It was a late September day in 2019 when I first learned about ivermectin.
I had just started my postdoctoral position at UCLA studying the human-infective threadworm Strongyloides stercoralis. Standing in our lab’s parasite room in my disposable lab coat, my hands double-gloved up to my elbows and my mask and goggles pressed firmly against my face, I still felt exposed.
Individual S. stercoralis worms are almost invisible to the naked eye. But when I pulled a petri dish of worms from the incubator, I saw what looked like a tan web shimmering on top of the black pellets that filled the dish.
Under the light of the microscope, groups of worms slithered on top of each other. Some moved together in strands that seemed to wave in the air, as if trying to move closer to the warm light of the microscope — a light, I soon realized, that ran scarily close to human body temperature.
Although it was unlikely, our laboratory manager assured me that if I did get infected, there was a readily available and effective drug that could cure me: ivermectin.
Recently, ivermectin has become a household name, with some touting it as a treatment for COVID-19 and others presenting scientific evidence refuting that claim. But before ivermectin gained its pandemic-era notoriety, to parasitologists and people living in parasite-endemic regions, ivermectin was already a wonder drug.
In the late 1970s, scientists from the Kitasato Institute discovered a new bacterial species called Streptomyces avermitilis in the soil next to a golf course in Itō, Japan. In collaboration with Merck, the researchers found that S. avermitilis produced a compound they named avermectin, which killed intestinal parasitic worms in mice. With some biochemical tweaking, they produced ivermectin, a safer and more effective version of the molecule.
Approved in 1981 for treating intestinal parasitic worms, lice, and ticks in animals, ivermectin soon became a blockbuster drug, leading to widespread use in livestock, horses, and dogs.
Seven years later, regulators approved ivermectin for use in humans, specifically for river blindness, a debilitating parasitic worm infection that primarily affects poor rural communities. Scientists soon found that ivermectin could also cure other human parasitic worm infections and head lice. In 2015, Satoshi Ōmura and William C. Campbell shared the Nobel Prize in Medicine for discovering it.

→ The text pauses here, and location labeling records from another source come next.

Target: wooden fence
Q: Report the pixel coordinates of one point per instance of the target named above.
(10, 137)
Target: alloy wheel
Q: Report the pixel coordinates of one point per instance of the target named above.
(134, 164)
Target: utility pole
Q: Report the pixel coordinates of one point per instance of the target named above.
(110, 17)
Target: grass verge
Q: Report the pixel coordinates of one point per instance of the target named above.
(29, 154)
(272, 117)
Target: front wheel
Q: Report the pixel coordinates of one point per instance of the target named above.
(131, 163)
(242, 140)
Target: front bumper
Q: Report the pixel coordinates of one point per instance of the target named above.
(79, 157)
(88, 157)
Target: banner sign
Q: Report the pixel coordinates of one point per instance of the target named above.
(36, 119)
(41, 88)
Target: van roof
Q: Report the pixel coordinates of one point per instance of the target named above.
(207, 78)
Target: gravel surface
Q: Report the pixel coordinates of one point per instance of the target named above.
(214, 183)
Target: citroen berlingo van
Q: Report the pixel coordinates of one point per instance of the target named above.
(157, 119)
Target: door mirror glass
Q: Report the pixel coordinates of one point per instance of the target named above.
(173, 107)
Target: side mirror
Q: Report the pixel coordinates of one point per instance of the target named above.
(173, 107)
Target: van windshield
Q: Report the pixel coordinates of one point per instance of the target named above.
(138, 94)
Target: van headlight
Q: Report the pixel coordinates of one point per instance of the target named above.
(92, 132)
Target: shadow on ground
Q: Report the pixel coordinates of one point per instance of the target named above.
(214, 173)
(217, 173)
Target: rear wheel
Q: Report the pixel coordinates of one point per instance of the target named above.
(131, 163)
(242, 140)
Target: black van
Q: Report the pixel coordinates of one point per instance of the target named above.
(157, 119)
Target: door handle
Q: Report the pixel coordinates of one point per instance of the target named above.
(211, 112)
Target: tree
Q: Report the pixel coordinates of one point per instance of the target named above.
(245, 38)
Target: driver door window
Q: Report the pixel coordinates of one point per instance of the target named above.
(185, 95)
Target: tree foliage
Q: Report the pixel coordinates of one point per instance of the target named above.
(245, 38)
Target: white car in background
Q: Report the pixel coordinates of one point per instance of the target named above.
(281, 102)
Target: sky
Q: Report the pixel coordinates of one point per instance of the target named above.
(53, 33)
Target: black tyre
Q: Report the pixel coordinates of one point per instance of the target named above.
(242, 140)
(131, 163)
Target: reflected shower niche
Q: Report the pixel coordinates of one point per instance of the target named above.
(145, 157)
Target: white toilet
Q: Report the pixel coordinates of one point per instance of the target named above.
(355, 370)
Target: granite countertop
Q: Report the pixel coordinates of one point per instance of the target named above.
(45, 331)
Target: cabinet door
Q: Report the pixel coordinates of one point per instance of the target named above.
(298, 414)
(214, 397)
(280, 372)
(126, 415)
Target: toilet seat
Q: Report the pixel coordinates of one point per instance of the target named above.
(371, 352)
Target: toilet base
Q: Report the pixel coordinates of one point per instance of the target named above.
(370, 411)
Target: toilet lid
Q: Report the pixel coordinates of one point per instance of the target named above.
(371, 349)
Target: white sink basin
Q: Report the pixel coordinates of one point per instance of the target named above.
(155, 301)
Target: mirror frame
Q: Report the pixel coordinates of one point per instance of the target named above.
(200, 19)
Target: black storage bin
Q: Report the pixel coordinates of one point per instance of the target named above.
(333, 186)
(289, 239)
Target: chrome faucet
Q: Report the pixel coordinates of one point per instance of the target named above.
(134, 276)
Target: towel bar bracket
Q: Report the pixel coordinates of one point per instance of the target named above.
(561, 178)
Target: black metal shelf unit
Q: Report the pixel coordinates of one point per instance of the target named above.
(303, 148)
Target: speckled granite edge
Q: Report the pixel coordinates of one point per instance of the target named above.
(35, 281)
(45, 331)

In 2020 as the pandemic progressed, some scientists wondered if ivermectin could also treat COVID-19. Many early studies, however, were statistically underpowered at best and had flawed study designs or potential data manipulation at worst, leading to public confusion and politicization of the drug.
Well-designed and adequately powered clinical trials are now revealing that ivermectin is not effective at preventing or curing COVID-19. While the discourse surrounding ivermectin has become fraught, it’s also brought to light some important lessons as we make our way through the ongoing pandemic.
Repurposing drugs to fight COVID-19 is a valuable strategy. Data from the ongoing TOGETHER Trial indicate that while ivermectin is ineffective against COVID-19, the common anti-depressant drug, fluvoxamine shows promise in reducing COVID-19 hospitalizations.
Secondly, new sources of wonder drugs exist all around us. S. avermitilis is the only bacterial species known to produce avermectin. There are likely many other species that produce unique compounds with therapeutic potential waiting to be discovered.
Finally, the hype around ivermectin has underscored the importance of clearly communicating the limitations of studies for potential COVID-19 treatments. Scientists and the media need to indicate where study designs fall short, use inappropriate study samples, or analyze data improperly.
Ivermectin alleviates an immeasurable amount of suffering worldwide. While the data show that it’s not a useful treatment for COVID-19, safe and effective treatments are working their way through the research pipeline. Maybe one of these new treatments will become the next wonder drug.